I think the product is misleading, though not intentionally. The name of the product and its description give the impression that when you use it, your RV/camper will have access to 45 combined amps. "Combined" is the key word that is misleading. 50A connections...
I think the product is misleading, though not intentionally. The name of the product and its description give the impression that when you use it, your RV/camper will have access to 45 combined amps. "Combined" is the key word that is misleading. 50A connections on RVs have two "hot pins". The devices in an RV /Camper are wired to receive power from one of these two "hotpins/wires". Think of it like the two phases on your home electrical panel.
Many people are used to using 50A to 30A "dog bone" adapters. The way this works is that the campground 30A outlet has a single "hotpin", the adapter splits that single hotwire/pin into two hotpins that are present on the 50A RV connection.
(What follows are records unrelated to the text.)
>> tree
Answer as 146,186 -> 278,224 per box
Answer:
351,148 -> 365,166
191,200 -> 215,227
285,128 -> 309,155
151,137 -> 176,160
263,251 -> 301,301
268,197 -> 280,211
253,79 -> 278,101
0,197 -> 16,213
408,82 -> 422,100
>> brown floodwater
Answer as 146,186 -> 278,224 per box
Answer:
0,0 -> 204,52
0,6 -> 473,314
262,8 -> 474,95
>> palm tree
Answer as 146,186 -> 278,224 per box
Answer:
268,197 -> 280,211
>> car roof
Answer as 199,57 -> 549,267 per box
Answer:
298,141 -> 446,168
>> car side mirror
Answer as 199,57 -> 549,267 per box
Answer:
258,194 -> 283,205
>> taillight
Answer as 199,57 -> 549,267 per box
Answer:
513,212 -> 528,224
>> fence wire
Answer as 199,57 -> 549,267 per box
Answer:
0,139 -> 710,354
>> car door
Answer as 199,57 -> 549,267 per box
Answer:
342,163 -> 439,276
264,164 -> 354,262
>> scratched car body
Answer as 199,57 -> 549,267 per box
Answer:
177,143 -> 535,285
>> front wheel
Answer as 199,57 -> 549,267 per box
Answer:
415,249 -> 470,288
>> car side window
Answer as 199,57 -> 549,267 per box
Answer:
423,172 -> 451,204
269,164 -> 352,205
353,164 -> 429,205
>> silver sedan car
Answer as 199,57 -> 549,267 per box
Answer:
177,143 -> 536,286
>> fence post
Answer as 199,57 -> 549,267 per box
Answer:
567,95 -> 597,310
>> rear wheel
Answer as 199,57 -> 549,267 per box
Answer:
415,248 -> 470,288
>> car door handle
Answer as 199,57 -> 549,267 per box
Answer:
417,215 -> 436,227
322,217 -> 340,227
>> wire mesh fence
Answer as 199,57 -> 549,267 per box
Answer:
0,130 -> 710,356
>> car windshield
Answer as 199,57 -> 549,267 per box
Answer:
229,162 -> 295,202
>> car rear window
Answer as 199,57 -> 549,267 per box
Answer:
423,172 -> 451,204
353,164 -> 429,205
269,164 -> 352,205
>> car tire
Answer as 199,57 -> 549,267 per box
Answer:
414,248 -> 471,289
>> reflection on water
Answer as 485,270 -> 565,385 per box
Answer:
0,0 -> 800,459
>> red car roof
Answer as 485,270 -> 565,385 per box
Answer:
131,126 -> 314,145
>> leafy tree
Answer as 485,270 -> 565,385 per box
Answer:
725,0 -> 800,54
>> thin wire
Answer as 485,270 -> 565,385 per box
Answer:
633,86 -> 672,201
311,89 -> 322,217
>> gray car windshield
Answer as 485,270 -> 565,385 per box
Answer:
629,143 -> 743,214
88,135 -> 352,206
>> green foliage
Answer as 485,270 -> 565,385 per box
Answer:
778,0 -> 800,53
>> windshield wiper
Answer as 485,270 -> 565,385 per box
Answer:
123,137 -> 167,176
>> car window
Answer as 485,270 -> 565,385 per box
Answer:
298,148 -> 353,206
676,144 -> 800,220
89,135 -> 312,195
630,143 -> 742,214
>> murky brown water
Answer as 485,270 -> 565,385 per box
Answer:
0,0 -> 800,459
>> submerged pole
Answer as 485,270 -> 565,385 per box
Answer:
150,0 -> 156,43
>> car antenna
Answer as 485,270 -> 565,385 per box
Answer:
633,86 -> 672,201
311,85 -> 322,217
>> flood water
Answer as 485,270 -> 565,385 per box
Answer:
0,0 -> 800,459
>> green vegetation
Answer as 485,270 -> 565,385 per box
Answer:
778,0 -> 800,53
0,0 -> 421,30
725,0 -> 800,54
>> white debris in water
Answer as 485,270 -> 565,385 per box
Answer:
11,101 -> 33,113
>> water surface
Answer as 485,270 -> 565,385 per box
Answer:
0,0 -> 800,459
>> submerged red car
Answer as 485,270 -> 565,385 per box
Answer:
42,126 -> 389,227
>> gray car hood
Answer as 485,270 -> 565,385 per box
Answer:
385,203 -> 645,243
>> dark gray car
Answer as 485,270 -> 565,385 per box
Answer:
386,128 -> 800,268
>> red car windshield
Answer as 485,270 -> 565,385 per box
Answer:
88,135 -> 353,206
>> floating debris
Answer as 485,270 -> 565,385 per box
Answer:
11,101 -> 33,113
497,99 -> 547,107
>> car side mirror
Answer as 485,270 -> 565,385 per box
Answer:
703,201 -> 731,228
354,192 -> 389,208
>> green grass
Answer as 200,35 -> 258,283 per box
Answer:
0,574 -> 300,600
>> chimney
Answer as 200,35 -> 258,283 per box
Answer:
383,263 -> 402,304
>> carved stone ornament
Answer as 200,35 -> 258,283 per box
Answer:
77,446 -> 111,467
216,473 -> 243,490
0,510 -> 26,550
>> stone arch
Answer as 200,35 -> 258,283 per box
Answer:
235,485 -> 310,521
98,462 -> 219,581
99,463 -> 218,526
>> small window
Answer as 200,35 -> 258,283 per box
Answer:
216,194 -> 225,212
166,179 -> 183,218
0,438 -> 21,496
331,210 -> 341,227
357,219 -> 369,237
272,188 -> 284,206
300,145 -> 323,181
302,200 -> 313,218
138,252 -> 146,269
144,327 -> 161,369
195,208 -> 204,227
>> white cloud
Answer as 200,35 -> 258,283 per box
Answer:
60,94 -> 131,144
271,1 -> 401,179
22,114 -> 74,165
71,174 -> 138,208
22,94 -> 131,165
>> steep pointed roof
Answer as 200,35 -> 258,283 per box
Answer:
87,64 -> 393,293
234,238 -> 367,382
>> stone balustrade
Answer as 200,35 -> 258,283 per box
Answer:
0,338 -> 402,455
Think of it like a fork in the road. Therefore, the two phases in the camper each have access to the same 30A origin power source. Because of this, you can draw really any combination of current you want. You could be drawing 20A on one phase and 10 on the other. 25 and 5. 15 and 15. It doesn''t matter. So long as you are pulling less than the 30A that the shore connection provides it good.
This device is different. It pulls 15A from one power source and up to 30A from the other. The 30A plug and the 15A plug each have one hotpin, and the power that is received on that pin runs across a wire directly to one of the two hotpins on the 50A plug on this device. In other words, one hot in directly to one hot out. The two hotwires in this device do not overlap/combine in any way. What this means is that unlike the 30A setup described above where the two RV phases have access to 30A as a "pool" of power, this device will supply one phase of your RV with 15A and the other with up to 30A.
The problem with this is that it is a crap shoot what is connected to which leg of the RV. For example, you may be thinking "hey, 45A, that will run everything just fine!". But if your AC unit is on the leg/phase that is receiving power from the 15A source, you may not be able to start it. Likewise, on the 30A side you might have more intensive devices that need to be powered. Say you have an AC unit, a fridge, and a DC Converter all on the same phase in your RV, and the combined amp draw for them is 32 amps. Well, even though you have 45A available to you across the two phases, you only have 30 available on that one phase. Hence, you will may not be able to power all three, despire have spare amps on the other phase. These problems become quite relevant when you consider startup amps and the fact that they are higher than operating amps.
In other words, you have more combined amps, but you have a lower ceiling for tripping breakers in most instances. This means that you have to consider startup procedures. On a 30A system as described in the 2nd paragraph above you likely could turn on your fridge, then your lights, then your AC. And so long as you never go above the 30A you are good. On this system, especially on the 15A side, you might need to turn things on in a particular order to allow devices to reach their operating amps (lower than startup) before turning on another decive.
In case anyone is wondering, you can use a 30-15 (or 30-20) adapter on this to plug this into two separate household outlets if you want to connect your RV to your home. Doing so will exasturbate the "overhead" limit problem as described above, but you can do it without issue (I contacted Camco to verify this).